Para encontrarla lo mejor es ir a la zona de alrededor de una mezquita. Y pues qué mejor que una mezquita interesante. Decidí planear mi mañana de forma que me llevara en bici a la Niujie Mosque, la mezquita más vieja de Beijing, construida en el año 900 (y remodelada en 1440). En el camino recorrí las grandes avenidas del centro, llenas de edificios posmodernos, y me encontré con un templo convertido en mercado de pulgas (que como era lunes estaba parcialmente cerrado). La mezquita está en remodelación, pero los lugares de comida alrededor no decepcionaron.
Me quedé con ganas de ver cómo es una mezquita china -nada me gusta más que una buena representación de sincretismo- y eso me dio un nuevo punto en mi itinerario: la mezquita Dongsi, una de las más viejas (construida en 1346, remodelada un par de veces en el siglo XV). Ésta se encuentra al oeste del palacio, no tan cerca de donde estaba, entonces me dio la oportunidad de recorrer muchos Hutongs en el camino – no sé qué haría en esta ciudad sin bici-. Me encontré con unos callejones hermosos y con mucha ondita con cafecitos, tienditas, bares y luego, conforme me acercaba a los lugares más turísticos con unos callejones súper horrorosos, llenos de tiendas chafísimas y souvenirs (¿por qué van ahí?).
Finalmente llegué a la mezquita y no saben ¡qué belleza! Era como un templo tradicional pero con la distribución para acomodar una sala de oración donde las decoraciones de la dinastía Ming esconden frases en árabe y el alminar es una pequeña pagoda. Adorable. La mezquita estaba vacía, excepto por una familia que parecía estar de visita.

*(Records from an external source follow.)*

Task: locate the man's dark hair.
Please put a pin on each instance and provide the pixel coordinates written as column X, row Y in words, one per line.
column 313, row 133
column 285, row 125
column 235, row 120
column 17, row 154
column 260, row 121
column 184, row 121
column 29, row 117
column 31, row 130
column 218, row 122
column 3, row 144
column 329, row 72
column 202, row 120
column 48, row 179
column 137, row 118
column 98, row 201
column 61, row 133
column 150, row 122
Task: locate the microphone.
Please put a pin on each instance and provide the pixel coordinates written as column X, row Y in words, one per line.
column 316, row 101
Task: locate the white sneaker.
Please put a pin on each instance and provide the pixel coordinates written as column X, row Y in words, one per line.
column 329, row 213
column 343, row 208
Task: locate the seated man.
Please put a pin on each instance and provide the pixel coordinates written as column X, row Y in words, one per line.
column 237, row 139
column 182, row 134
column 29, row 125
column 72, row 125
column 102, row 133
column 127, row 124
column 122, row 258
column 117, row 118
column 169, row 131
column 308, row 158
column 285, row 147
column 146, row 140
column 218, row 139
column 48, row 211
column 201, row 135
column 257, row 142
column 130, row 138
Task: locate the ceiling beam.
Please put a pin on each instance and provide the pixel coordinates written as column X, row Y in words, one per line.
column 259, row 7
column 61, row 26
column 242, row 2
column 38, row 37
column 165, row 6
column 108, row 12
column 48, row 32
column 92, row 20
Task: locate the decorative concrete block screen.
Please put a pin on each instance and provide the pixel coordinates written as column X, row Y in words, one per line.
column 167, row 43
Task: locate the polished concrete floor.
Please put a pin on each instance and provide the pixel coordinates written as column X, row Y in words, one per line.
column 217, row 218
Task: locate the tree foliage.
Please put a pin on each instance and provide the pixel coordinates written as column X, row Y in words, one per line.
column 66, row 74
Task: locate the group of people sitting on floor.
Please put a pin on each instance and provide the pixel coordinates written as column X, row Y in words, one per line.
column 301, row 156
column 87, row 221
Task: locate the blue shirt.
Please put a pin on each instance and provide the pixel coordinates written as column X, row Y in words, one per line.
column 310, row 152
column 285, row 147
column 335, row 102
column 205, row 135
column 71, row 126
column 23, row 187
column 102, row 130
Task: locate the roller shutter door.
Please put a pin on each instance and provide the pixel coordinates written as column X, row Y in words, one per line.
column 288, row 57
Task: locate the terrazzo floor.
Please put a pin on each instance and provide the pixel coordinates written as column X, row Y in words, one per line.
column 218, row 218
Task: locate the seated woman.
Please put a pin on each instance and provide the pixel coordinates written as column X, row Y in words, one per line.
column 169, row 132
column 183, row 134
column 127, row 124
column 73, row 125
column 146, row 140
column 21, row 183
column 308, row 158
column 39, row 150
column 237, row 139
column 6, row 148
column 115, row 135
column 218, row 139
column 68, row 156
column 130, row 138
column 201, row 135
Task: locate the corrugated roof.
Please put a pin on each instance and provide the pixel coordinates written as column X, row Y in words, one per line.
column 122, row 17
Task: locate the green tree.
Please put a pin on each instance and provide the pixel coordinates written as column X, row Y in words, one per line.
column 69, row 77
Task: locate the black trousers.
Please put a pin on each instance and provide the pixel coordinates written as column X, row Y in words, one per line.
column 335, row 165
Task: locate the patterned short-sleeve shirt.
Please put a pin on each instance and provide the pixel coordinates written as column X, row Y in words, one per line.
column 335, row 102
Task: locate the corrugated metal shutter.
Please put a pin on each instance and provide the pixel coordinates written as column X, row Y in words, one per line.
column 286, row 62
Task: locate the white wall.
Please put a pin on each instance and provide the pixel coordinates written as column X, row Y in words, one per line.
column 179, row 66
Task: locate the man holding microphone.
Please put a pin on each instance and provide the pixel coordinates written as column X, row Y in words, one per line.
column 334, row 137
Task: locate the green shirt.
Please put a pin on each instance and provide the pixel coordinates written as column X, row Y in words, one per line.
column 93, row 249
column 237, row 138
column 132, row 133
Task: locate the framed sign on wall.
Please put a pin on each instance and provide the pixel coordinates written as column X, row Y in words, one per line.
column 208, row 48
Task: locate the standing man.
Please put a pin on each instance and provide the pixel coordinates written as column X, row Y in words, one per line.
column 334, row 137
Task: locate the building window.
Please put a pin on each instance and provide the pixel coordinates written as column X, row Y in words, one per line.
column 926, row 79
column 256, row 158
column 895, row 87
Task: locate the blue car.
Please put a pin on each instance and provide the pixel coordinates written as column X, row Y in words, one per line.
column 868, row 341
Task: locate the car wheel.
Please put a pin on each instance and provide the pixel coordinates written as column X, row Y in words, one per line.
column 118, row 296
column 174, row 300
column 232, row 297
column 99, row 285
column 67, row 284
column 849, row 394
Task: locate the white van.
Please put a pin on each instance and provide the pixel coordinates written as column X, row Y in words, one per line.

Resultó que la mezquita está en una zona comercial muy padre, llena de boutiques de ropa, cafés y librerías. Hangueé un rato por ahí antes de dirigirme al CBD (Central Business District de Beijing) donde hay varios edificios icónicos de grandes arquitectos como Zaha Hadid y Rem Koolhaas. Haciendo algo de tiempo, porque quería ver el atardecer por allá y todavía era un poco temprano me encontré con un parque increíble (Ritan Park), que fue ideal para descansar un ratito.
El CBD está impactante, y como siempre en Asia, muchos centros comerciales tienen miradores en los últimos pisos. Me encontré con uno con unas vistas de locura donde vi el atardecer reflejarse en los edificios. Gran conclusión de un día que empezó con un antojo de brochetas.